Our mooring (at left) in the old port on the fringe of the
historic center. As in Huy, an interesting pivot was needed 
to position ourselves for the exit.

The port was full of panhandlers who had no shame in
approaching us for a handout.

It was very busy in the historic center of the city on Saturday, August 28, and Sunday showed every indication that it would get busy in the afternoon. Between open air markets, shopping (lots of stores), and cafes, the pedestrians were out in force.

The outdoor eating area of this café was packed on Saturday. When we walked
by on Sunday (late morning), it was getting prepped for crowds.

What was interesting for us to note was that--unlike in France and Belgium--the use of face masks as a covid preventive measure was not much in evidence. In the Netherlands face masks are not required to be used in public buildings indoors. Honestly, this did--and still does--make us a bit uncomfortable because of what we have been reading about the spread of the Delta variant. We have to take a covid test before we can board our plane back to the U.S. on September 12 and, vaccination status notwithstanding, we are trying to minimize our risk of infection as much as possible. So we cut our sightseeing short on Saturday and resumed it on Sunday morning when it was less crowded in town.

It looks like a fortress, but it's one of the oldest
churches in the Netherlands. The Basilica of Our 
Lady was built before 1000 AD, with several
parts (nave and Romanesque choir) dating
to the 12th century.

The Gothic Church of St John, dating
back to the 14th century. 

There are still quite a few remnants of the old city fortifications.

Wall built in 1229 as part of the first medieval 
city wall.

Lon at the Helpoort gate, the oldest city gate in the Netherlands.

Lunch on Sunday was at this small cafe in the shadow of
the Pater Vincktoren and portions of the first and second
city walls.

We crossed the historic 13th century Sint Servaasbrug.

On the side of the Maas opposite the historic center, a portion
of the Sint Servaasbrug has been removed to install a lift bridge
to accommodate commercial boat traffic.

A great-looking combination of buildings. The building with the red
 lighting is a 1786 guardhouse repurposed for commercial uses, 
and behind it, the eastern aspect of the Basilica of Our Lady. 

Proof that you sometimes have to look down, not just
up. This was a commemorative metal plaque in the sidewalk
in front of the house pictured below:
"Here lived Marcelle Antoinette Devries, born 1906,
Murdered 8/31/1942 Auschwitz".

When we left Maastricht on August 31, we passed into the Juliana Canal. Named after Queen Juliana of the Netherlands, it provides a bypass for an unnavigable section of the Meuse/Maas River.
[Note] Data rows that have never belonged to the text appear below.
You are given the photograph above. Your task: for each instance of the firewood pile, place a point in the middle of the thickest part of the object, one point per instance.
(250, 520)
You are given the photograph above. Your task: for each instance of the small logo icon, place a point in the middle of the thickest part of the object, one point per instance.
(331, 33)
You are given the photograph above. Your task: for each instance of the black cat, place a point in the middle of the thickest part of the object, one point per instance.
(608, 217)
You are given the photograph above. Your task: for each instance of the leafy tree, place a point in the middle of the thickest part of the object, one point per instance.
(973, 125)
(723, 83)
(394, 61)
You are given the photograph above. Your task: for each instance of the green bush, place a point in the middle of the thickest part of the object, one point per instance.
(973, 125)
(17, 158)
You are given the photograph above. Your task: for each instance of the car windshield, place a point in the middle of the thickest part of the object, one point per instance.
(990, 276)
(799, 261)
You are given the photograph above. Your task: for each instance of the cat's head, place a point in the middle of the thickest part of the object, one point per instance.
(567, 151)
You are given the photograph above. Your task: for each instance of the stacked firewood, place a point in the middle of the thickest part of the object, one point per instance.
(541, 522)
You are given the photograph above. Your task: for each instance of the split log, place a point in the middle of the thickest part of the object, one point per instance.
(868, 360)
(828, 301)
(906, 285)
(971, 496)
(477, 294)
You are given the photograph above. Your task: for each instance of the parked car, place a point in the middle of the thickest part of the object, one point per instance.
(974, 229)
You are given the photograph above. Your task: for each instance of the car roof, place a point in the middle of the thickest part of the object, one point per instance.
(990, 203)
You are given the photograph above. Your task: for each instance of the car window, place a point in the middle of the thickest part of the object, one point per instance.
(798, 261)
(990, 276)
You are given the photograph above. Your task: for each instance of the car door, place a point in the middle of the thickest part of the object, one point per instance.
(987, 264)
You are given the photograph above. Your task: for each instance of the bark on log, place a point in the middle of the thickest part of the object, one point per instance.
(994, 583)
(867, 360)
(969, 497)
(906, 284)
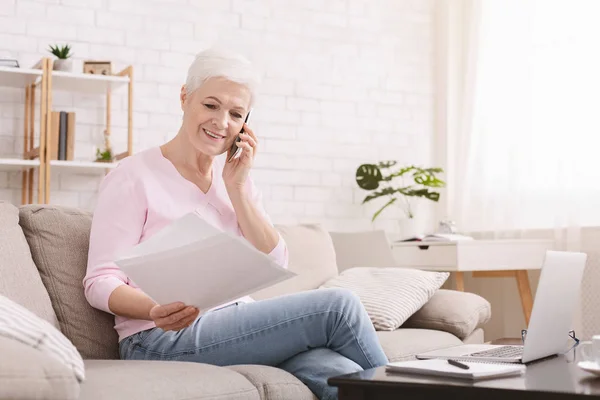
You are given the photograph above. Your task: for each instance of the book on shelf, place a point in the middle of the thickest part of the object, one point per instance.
(439, 237)
(9, 62)
(62, 135)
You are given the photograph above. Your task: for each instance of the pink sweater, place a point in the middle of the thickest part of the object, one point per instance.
(139, 198)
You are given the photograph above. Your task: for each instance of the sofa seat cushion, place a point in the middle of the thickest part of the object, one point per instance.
(28, 373)
(128, 379)
(59, 240)
(311, 257)
(390, 295)
(403, 344)
(21, 281)
(274, 383)
(458, 313)
(20, 324)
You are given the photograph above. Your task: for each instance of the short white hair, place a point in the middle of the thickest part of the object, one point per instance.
(212, 63)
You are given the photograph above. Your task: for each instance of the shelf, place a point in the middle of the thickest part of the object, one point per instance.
(82, 167)
(18, 77)
(87, 83)
(16, 164)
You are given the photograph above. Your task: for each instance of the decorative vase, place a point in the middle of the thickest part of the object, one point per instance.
(63, 65)
(408, 228)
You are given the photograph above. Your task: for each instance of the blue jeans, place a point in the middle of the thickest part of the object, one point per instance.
(313, 335)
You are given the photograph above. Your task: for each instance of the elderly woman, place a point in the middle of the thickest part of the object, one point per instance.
(313, 335)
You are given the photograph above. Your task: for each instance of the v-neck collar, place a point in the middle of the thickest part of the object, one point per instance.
(174, 170)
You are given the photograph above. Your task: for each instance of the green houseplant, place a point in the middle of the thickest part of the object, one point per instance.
(378, 179)
(105, 155)
(63, 55)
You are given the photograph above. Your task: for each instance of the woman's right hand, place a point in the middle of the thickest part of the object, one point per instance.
(173, 316)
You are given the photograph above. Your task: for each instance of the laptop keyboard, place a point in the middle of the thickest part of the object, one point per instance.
(500, 352)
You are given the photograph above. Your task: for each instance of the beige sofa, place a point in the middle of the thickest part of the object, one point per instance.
(42, 263)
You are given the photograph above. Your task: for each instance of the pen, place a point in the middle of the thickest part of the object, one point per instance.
(458, 364)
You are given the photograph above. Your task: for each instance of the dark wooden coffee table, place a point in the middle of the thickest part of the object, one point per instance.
(557, 378)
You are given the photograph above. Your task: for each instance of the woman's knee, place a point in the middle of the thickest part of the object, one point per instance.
(344, 298)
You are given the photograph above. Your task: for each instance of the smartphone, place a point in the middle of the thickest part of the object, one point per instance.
(234, 151)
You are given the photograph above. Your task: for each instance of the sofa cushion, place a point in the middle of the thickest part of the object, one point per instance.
(403, 344)
(21, 281)
(27, 373)
(362, 249)
(390, 295)
(311, 257)
(116, 379)
(274, 383)
(18, 323)
(59, 240)
(458, 313)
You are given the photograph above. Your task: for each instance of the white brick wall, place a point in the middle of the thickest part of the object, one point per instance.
(344, 82)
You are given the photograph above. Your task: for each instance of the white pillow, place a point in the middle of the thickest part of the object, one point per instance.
(18, 323)
(390, 295)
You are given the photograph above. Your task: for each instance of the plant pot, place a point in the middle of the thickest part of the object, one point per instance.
(408, 228)
(63, 65)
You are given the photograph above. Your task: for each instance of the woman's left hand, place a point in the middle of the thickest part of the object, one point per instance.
(235, 172)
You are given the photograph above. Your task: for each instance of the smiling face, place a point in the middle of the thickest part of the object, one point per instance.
(214, 114)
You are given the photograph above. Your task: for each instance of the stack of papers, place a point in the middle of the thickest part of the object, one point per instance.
(193, 262)
(476, 371)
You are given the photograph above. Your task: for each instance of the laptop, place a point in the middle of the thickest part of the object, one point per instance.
(551, 318)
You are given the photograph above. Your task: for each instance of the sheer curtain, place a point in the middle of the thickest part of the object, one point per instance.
(521, 129)
(526, 142)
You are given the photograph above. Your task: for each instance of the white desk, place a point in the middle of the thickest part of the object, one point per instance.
(484, 258)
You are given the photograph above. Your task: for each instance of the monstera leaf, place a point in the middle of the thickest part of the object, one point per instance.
(368, 176)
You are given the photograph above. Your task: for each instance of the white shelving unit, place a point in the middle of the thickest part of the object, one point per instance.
(35, 158)
(32, 161)
(82, 167)
(87, 83)
(101, 85)
(18, 77)
(16, 164)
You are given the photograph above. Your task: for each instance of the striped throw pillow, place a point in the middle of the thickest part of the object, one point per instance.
(18, 323)
(390, 295)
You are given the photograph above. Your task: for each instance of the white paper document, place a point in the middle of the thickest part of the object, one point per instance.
(193, 262)
(476, 371)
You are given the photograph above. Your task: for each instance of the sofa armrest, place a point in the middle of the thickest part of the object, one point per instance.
(458, 313)
(27, 373)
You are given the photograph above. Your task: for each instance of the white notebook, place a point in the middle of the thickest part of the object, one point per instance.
(192, 261)
(476, 371)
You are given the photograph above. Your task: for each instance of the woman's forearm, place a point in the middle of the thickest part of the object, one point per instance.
(126, 301)
(253, 225)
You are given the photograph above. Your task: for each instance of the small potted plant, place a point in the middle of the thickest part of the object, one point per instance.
(377, 178)
(63, 55)
(106, 154)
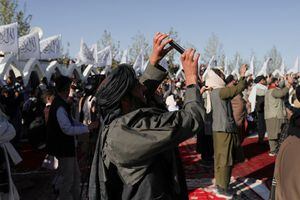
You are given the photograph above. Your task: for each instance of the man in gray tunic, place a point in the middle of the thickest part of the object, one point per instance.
(136, 155)
(275, 113)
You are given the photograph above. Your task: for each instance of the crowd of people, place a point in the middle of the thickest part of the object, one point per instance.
(128, 128)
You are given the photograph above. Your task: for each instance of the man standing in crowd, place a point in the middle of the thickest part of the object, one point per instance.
(226, 141)
(257, 101)
(275, 113)
(288, 160)
(61, 132)
(238, 108)
(137, 155)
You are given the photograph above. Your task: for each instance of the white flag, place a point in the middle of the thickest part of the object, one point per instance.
(118, 56)
(139, 63)
(208, 67)
(29, 46)
(264, 68)
(144, 67)
(250, 71)
(124, 59)
(282, 68)
(226, 67)
(164, 63)
(94, 50)
(236, 70)
(9, 38)
(51, 47)
(295, 69)
(85, 55)
(105, 57)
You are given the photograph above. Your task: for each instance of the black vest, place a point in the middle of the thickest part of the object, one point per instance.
(59, 144)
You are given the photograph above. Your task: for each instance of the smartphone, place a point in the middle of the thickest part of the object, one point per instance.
(176, 46)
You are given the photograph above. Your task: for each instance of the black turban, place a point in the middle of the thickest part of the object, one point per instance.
(119, 82)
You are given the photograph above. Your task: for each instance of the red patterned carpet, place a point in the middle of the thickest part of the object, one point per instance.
(251, 179)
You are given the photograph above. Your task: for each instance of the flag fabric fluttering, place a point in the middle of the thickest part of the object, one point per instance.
(118, 56)
(94, 50)
(250, 71)
(144, 67)
(86, 55)
(125, 59)
(51, 47)
(282, 68)
(29, 46)
(236, 70)
(295, 69)
(139, 63)
(226, 67)
(208, 67)
(105, 58)
(264, 69)
(280, 71)
(164, 63)
(9, 38)
(179, 74)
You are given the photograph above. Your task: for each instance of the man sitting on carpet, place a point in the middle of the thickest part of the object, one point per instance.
(137, 156)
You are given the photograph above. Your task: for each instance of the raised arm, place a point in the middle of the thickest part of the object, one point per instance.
(230, 92)
(154, 73)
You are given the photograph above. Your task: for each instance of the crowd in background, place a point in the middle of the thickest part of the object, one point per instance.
(263, 104)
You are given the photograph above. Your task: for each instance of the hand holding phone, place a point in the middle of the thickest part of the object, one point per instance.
(176, 46)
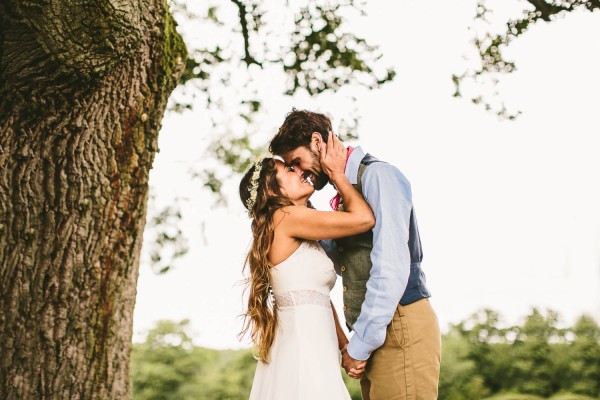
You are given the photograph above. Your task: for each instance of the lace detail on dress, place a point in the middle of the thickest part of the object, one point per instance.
(299, 297)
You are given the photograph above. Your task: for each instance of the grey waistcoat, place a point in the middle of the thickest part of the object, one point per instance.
(355, 259)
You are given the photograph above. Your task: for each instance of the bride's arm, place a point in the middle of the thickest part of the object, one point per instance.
(342, 339)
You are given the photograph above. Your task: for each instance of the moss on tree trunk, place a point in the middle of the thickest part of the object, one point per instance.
(83, 89)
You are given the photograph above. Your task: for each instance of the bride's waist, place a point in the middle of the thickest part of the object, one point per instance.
(301, 297)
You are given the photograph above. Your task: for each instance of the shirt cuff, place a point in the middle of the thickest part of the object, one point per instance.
(358, 350)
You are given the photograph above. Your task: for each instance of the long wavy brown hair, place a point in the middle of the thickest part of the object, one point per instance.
(260, 319)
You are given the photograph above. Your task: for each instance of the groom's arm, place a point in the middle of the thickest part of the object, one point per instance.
(388, 193)
(332, 252)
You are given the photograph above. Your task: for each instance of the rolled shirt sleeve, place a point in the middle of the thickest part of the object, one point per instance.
(388, 193)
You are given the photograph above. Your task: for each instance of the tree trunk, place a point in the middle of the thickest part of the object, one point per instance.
(83, 88)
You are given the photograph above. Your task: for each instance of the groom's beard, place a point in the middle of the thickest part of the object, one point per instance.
(319, 179)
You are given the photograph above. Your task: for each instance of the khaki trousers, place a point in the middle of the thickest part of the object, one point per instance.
(407, 366)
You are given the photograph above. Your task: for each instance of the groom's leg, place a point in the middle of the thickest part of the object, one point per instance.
(407, 365)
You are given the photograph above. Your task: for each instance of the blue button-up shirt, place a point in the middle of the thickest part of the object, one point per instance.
(388, 193)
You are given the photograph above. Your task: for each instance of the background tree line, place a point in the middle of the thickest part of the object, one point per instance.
(534, 360)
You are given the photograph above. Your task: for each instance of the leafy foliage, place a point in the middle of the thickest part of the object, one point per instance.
(481, 360)
(490, 46)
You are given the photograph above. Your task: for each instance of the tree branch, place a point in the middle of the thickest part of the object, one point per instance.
(248, 59)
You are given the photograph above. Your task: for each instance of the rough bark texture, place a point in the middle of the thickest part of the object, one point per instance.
(83, 88)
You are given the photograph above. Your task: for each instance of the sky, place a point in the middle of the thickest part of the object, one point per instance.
(508, 211)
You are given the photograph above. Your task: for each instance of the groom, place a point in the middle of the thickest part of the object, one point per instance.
(385, 298)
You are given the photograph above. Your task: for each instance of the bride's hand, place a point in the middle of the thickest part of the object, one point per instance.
(332, 156)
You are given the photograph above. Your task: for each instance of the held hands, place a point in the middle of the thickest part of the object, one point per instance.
(332, 156)
(354, 368)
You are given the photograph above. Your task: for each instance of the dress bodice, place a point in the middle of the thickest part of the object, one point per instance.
(307, 270)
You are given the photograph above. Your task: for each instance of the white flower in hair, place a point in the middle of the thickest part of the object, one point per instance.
(253, 188)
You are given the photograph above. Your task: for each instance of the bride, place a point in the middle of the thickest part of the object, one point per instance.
(290, 318)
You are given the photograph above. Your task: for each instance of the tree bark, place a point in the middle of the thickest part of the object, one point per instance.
(83, 89)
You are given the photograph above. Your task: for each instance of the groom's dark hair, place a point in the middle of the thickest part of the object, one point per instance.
(297, 130)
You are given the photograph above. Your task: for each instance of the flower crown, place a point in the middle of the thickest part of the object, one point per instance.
(253, 188)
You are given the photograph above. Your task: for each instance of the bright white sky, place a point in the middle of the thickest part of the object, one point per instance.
(508, 211)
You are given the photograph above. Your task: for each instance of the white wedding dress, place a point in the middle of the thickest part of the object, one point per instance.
(304, 359)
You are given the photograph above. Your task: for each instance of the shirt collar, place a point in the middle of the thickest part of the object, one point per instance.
(353, 164)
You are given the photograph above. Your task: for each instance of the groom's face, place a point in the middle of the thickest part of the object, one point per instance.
(306, 162)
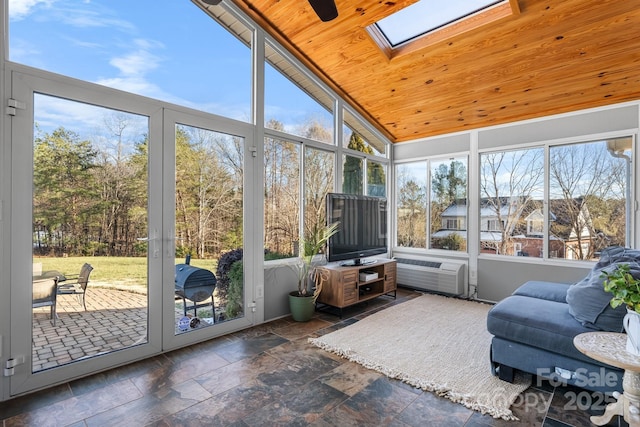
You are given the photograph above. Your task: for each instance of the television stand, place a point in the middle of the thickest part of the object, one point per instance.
(358, 262)
(349, 285)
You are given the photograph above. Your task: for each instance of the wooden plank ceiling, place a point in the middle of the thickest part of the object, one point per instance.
(554, 56)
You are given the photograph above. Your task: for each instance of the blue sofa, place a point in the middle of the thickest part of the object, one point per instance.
(533, 329)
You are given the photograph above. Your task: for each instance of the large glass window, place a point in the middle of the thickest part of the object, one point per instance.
(209, 223)
(319, 169)
(588, 200)
(352, 175)
(448, 205)
(306, 110)
(116, 44)
(586, 209)
(90, 229)
(443, 211)
(282, 197)
(411, 205)
(376, 179)
(511, 189)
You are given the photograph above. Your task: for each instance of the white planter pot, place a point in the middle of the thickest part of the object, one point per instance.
(631, 325)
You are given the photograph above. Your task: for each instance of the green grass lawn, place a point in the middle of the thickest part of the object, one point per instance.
(118, 271)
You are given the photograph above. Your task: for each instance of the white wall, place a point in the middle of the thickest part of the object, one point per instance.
(495, 277)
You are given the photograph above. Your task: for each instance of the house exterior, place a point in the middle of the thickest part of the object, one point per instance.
(568, 240)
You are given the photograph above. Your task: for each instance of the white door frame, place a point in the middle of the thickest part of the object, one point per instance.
(161, 211)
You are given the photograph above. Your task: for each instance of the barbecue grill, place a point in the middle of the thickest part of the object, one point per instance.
(196, 285)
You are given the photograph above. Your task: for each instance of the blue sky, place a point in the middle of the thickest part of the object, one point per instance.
(167, 49)
(164, 49)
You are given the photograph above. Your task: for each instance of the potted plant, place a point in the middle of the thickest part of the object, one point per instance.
(626, 290)
(303, 300)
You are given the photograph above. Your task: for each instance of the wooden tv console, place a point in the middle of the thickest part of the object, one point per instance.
(345, 287)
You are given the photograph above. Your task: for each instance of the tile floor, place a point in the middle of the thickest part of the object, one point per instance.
(270, 375)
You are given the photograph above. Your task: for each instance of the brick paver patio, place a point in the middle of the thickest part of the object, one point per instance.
(114, 320)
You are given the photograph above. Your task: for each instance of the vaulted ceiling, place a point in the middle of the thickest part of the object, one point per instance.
(548, 57)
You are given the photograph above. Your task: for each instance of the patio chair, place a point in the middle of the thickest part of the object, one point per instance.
(77, 284)
(44, 295)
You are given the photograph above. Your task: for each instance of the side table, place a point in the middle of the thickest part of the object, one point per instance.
(610, 348)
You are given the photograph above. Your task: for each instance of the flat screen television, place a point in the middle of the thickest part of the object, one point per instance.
(362, 229)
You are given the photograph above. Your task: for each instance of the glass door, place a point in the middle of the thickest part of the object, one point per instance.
(129, 229)
(209, 265)
(85, 243)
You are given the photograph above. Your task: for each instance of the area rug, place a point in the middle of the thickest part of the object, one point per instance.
(435, 343)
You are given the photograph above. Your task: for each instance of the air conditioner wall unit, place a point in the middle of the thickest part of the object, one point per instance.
(431, 274)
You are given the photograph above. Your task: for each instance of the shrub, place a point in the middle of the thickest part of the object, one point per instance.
(234, 296)
(224, 267)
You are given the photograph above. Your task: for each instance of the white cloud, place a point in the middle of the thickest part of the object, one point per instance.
(18, 9)
(138, 62)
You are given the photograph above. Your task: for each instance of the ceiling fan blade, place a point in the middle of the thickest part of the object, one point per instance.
(325, 9)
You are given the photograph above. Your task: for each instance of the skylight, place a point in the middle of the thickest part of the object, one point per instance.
(426, 16)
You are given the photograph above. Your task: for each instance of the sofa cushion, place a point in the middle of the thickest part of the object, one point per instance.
(544, 290)
(587, 299)
(538, 323)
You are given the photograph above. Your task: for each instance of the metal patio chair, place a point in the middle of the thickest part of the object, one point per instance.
(44, 295)
(77, 285)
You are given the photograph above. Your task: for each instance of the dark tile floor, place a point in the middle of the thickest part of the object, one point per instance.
(270, 375)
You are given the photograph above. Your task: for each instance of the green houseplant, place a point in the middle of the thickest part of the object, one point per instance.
(310, 279)
(625, 288)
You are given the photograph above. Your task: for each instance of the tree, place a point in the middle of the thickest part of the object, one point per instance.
(412, 211)
(64, 191)
(581, 177)
(509, 181)
(282, 195)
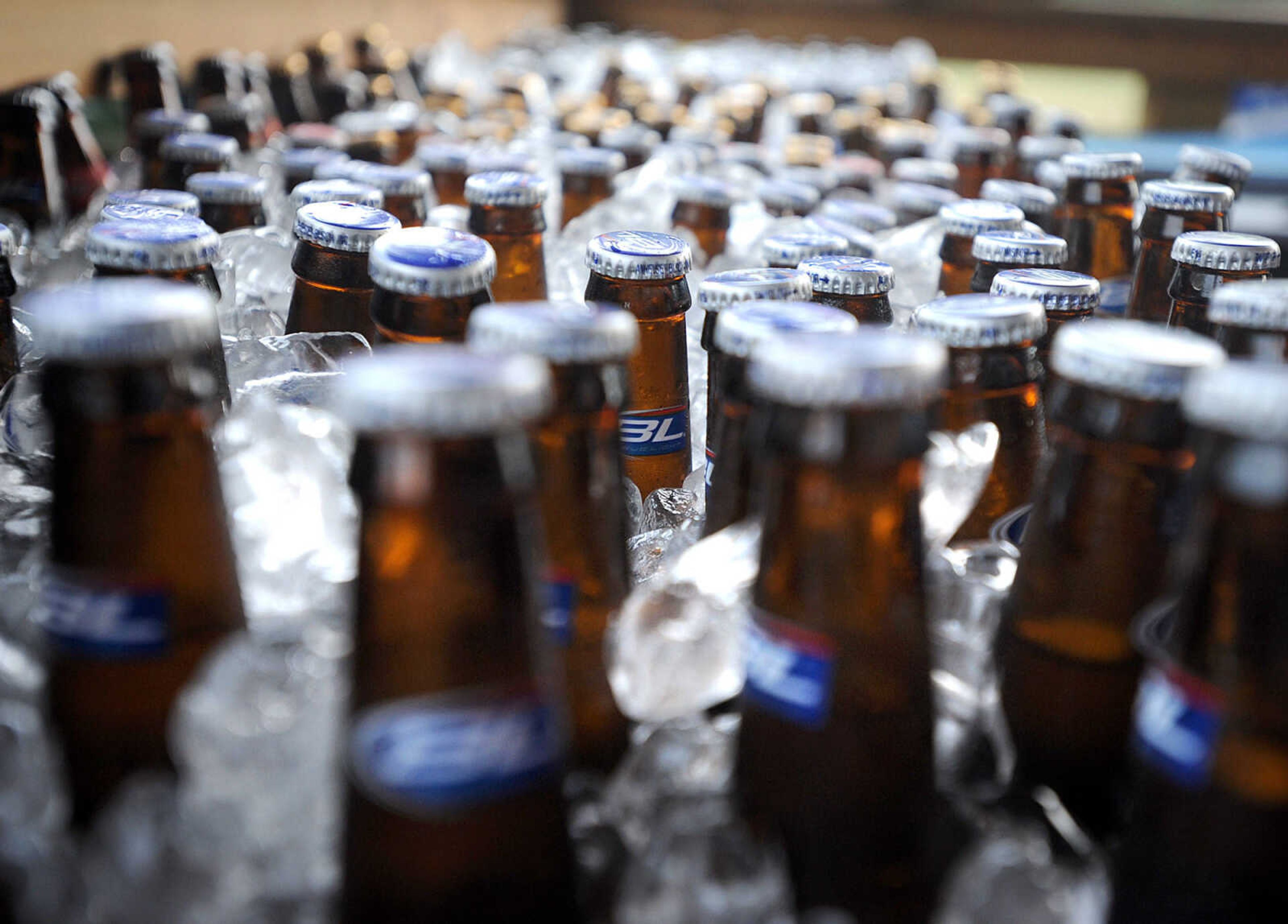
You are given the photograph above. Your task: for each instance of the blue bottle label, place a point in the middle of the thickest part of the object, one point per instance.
(790, 670)
(656, 432)
(1178, 721)
(105, 620)
(426, 756)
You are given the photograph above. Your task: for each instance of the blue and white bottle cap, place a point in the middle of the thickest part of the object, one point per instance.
(174, 200)
(121, 319)
(1185, 195)
(981, 320)
(442, 390)
(1027, 248)
(170, 243)
(1225, 251)
(343, 226)
(772, 284)
(432, 262)
(559, 332)
(227, 187)
(337, 191)
(793, 247)
(1058, 290)
(1259, 305)
(1134, 359)
(639, 256)
(199, 147)
(507, 188)
(745, 327)
(848, 275)
(871, 368)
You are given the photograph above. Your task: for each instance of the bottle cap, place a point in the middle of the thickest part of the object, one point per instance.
(1059, 290)
(227, 187)
(981, 320)
(1027, 248)
(1135, 359)
(442, 390)
(121, 319)
(848, 275)
(866, 369)
(343, 226)
(1032, 199)
(170, 243)
(1185, 195)
(745, 327)
(970, 217)
(639, 256)
(432, 262)
(559, 332)
(199, 147)
(1101, 165)
(174, 200)
(1260, 305)
(1225, 251)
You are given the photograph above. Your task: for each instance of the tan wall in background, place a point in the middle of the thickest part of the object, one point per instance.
(43, 37)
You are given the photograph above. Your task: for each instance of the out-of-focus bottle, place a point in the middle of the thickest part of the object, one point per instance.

Soon after leaving Maastricht, we passed into the Juliana Canal.
We passed under this floodgate, which can be dropped in times of
flooding to mitigate high water from the Maas.

Since our arrival in  Maasbracht on August 31 we've met from time to time with various reps from the shipyard--the owner gave us a tour the evening of the 31st, and we met with an electrician on Sept. 1 and with the interior carpentry expert today. Other than some evening walks and a trip to the supermarket, we haven't done a whole lot of exploration of the town or the surrounding area. Hopefully, that will change over the next few days. We have to wait until Tuesday, September 7, to speak with someone about installing a bimini on the boat, so we will be in Maasbracht until at least Wednesday the 8th. We're already prepping the boat for potential work to be done, but will not have made any firm decisions about scope of work (exterior painting, galley reconfiguration, etc.) by the time we leave. We will use the next few days to continue our end-of-season cleaning, but we're also going to break out the bicycles and make our way to some of the neighboring villages.

And what could be more appropriate for the end-of-cruising-season than to give a few statistics.

This shows, in red, the route we covered this summer. Auxonne
is the red flag at the bottom, Maasbracht the green flag at the top.
The yellow flags are waypoints to make sure the route is correct.

And here we are, at the topographical low point of the season.
From an emotional standpoint we are riding high and thrilled to be here.

961 kilometers (577 miles), 297 locks, 215 engine hours. Whew!!!!